I can’t remember a time in my life when I haven’t been around football of some code. I grew up crawling around country rugby league grounds, then went to rugby union games as I got older and finally found my way to AFL. And I have loved it all. Sport has brought so many good things to my life and to my family, brought us great friends and some wonderful cherished memories. It’s something we’ve always done together. Because I have spent time at footy clubs at grass roots level I have a real appreciation for that sector of our game and I sometimes think people who have only ever been AFL fans don’t quite get that. I know what it’s like to get up early on Saturday morning and how it’s a hassle to get someone to bring ice or to run water or to man the canteen. While the AFL is the sport’s showcase, the grass roots level is where is has to really be nurtured so it continues to grow. These days I don’t think it’s enough to just assume people will always love footy or that there will always be a massive market for it. If you don’t look after the game then it won’t prosper. Without doubt NSW, ACT and Queensland are where we are going to have really work hardest at growing and I just don’t think the Victorians in particular get that – because those other states do have genuine competition for kids’ attention, it’s not just a given that they’ll be AFL supporters. Plus they absolutely need homegrown heroes to look up to and want to emulate.

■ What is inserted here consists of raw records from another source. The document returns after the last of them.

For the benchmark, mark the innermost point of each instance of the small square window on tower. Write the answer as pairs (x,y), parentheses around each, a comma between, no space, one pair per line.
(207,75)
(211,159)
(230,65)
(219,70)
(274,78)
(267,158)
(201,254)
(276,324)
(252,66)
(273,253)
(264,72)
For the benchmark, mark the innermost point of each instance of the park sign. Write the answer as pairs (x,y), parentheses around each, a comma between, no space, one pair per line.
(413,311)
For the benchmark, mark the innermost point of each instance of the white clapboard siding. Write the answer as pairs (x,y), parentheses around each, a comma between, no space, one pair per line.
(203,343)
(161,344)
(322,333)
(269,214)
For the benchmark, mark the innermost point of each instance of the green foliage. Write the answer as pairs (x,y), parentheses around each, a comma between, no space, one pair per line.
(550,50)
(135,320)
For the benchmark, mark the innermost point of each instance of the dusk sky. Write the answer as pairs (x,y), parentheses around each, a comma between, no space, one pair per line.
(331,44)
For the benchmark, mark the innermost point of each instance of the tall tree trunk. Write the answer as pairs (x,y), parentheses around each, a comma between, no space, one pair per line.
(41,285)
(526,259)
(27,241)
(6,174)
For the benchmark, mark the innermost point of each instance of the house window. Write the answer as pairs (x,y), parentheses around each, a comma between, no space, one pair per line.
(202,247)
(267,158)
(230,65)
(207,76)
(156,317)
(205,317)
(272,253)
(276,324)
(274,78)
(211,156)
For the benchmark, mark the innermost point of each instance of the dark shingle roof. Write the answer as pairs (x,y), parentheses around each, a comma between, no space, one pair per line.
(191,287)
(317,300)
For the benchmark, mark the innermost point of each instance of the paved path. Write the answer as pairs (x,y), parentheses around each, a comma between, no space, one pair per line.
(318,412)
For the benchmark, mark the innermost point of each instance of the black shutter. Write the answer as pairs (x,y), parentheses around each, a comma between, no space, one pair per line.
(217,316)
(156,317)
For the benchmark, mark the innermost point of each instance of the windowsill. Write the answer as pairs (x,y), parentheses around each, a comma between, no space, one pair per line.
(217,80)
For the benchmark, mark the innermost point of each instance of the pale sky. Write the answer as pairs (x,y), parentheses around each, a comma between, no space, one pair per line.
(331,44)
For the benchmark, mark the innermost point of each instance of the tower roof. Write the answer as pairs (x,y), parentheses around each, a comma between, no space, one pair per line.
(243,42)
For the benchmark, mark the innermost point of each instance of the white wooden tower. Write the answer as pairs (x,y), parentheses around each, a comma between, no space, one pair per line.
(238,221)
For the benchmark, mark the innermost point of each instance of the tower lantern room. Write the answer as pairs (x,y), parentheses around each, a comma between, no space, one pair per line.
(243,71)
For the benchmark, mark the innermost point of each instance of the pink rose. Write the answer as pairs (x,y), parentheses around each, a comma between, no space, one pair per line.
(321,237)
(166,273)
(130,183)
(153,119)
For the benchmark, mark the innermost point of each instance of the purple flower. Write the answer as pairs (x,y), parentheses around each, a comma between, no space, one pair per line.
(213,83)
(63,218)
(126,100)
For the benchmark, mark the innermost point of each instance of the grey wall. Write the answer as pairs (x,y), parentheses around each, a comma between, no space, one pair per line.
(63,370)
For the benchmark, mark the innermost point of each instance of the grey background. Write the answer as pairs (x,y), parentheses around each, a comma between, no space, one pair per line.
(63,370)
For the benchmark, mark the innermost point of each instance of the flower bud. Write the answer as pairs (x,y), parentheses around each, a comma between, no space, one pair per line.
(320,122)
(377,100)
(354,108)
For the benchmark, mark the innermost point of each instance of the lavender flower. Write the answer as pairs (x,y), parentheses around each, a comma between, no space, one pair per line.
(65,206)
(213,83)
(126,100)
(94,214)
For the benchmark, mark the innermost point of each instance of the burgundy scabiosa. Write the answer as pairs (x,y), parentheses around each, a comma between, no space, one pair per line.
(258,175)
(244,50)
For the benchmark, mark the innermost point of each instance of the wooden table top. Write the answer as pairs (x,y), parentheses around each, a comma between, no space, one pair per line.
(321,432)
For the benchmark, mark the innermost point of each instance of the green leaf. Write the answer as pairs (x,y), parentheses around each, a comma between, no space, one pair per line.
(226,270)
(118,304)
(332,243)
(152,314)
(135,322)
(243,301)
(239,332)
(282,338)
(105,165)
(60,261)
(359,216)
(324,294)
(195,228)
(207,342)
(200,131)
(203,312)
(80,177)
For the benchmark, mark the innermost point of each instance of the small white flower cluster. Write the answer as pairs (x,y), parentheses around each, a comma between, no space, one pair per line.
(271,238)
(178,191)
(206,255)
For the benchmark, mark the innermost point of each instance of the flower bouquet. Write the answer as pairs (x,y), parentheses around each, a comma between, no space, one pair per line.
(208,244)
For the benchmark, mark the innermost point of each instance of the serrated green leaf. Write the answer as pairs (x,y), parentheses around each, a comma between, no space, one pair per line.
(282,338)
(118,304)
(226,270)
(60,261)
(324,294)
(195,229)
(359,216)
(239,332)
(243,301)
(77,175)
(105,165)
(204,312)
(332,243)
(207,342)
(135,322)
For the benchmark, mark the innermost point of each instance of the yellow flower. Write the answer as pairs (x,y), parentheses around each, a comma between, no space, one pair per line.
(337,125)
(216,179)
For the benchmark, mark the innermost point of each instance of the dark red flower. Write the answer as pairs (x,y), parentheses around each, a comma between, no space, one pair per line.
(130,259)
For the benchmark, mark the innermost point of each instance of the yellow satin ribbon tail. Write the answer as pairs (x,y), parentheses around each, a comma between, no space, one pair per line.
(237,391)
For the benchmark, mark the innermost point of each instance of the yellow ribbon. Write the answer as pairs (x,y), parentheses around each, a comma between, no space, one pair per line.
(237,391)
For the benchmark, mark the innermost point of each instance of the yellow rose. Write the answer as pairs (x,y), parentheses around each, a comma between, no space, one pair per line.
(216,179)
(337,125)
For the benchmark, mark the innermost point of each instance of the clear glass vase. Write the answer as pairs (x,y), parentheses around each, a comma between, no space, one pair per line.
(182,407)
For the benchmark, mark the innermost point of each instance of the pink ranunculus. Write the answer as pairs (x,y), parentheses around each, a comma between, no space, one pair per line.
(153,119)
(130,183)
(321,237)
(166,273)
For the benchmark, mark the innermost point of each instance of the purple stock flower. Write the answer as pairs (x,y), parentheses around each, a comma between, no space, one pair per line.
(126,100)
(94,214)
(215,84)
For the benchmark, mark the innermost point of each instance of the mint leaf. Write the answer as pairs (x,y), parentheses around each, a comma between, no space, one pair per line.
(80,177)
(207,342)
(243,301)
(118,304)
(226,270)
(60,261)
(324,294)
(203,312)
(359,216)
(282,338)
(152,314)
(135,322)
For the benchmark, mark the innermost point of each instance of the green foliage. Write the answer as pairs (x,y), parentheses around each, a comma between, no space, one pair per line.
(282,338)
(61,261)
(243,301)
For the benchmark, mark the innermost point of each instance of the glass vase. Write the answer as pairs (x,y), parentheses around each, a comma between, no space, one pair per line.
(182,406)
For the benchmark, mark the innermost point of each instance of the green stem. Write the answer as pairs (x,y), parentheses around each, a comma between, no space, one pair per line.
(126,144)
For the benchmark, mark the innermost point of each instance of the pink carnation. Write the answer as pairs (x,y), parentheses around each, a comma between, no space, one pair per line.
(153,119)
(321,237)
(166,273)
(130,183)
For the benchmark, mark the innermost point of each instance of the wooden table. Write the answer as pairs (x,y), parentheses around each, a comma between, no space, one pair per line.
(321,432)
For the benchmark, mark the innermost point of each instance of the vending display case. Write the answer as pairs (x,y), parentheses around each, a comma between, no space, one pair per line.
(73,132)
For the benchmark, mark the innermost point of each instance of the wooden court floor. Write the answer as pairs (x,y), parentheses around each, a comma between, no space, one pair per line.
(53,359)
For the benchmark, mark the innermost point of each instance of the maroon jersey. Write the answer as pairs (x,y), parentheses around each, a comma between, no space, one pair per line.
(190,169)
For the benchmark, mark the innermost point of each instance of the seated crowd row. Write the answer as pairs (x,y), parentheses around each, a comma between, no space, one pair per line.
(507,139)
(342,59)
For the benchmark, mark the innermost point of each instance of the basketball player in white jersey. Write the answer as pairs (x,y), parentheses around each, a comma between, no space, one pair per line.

I hate when people say football is just a game because it isn’t. For so many people it’s the only time they feel like a winner, the only time they feel part of something, the only bright spot in their ordinary existence. It gives so much to so many because the game is bigger than that four quarters. It’s a business but it’s also a passion and it undeniably has the power to unite people. I love it. I love watching it, I love reading about it, and clearly I love talking about it and writing about it. I hope you’ve enjoyed being along for the ride this year too.”